The Epic of Gilgamesh is especially significant because of the way it helps us understand early Mesopotamian society and the development of early literary forms. While an overwhelming majority of early written works are commercial or practical in nature, including business correspondence, treaties, law codes, and tax records, the literary texts that survive from the period give us unique insights about Mesopotamian culture.
Although Gilgamesh appears on the Sumerian king lists and may possibly have existed, the narrative of the epic is mythological, involving many supernatural events. On the other hand, the narrative does realistically reflect social attitudes and beliefs. For example, given the prominent role of a prostitute in Enkidu's story and the existence of temple prostitutes in the cult of Ishtar, we can deduce that prostitution was common and that it was socially acceptable for men to visit prostitutes. We also note that mortal women otherwise play few roles in the narrative, and from that can infer a society with distinct gender roles. We also see that male friendship is highly valued.
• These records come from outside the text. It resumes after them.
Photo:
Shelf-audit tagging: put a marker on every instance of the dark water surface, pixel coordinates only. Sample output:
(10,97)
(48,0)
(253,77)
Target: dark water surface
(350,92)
Next, the epic shows the beliefs of the period about what made a good ruler, a picture quite similar to what we find in the law codes. In the epic, rulers are considered representatives of the gods, related to the the gods, and serving as intermediaries between gods and mortals. A good ruler acts in a moral way and does not abuse power. As we see him in the beginning of the epic, Gilgamesh is a bad ruler, and gradually, through the friendship of Enkidu, he becomes a better ruler. This also suggests that the purpose of advisers was to encourage the king to behave in a morally good fashion. We also see that an important part of the role of the king was to serve as a war leader and that physical prowess was admired.
Finally, the epic is significant in the history of religion, especially in the way that the flood narrative has parallels to the biblical account of Noah.
The significance of The Epic of Gilgamesh lies in the fact of its great age and epic trajectory. It is one of the oldest surviving pieces of literature and has influenced many subsequent works. In his book The Hero With a Thousand Faces, the mythologist Joseph Campbell sees the The Epic of Gilgamesh as one of the earliest, and perhaps even the archetypal, "monomyth," a story with a particular structure and narrative arc that one sees again and again.
Gilgamesh's journey, which sees him leave his kingdom of Uruk, meet, battle and befriend his companion Enkidu, fight mythic monsters, and even seek out the secrets of immortality by trying to find the immortal man Utnapishtim, laying out the pattern of a "hero's journey" often repeated in literature.
Even in its time The Epic of Gilgamesh was important in Akkadian and Sumerian culture, suggesting kingship and rule could be more than mere brutality and raw power, as Gilgamesh's experiences in the epic transform him into a better, more enlightened ruler upon his return.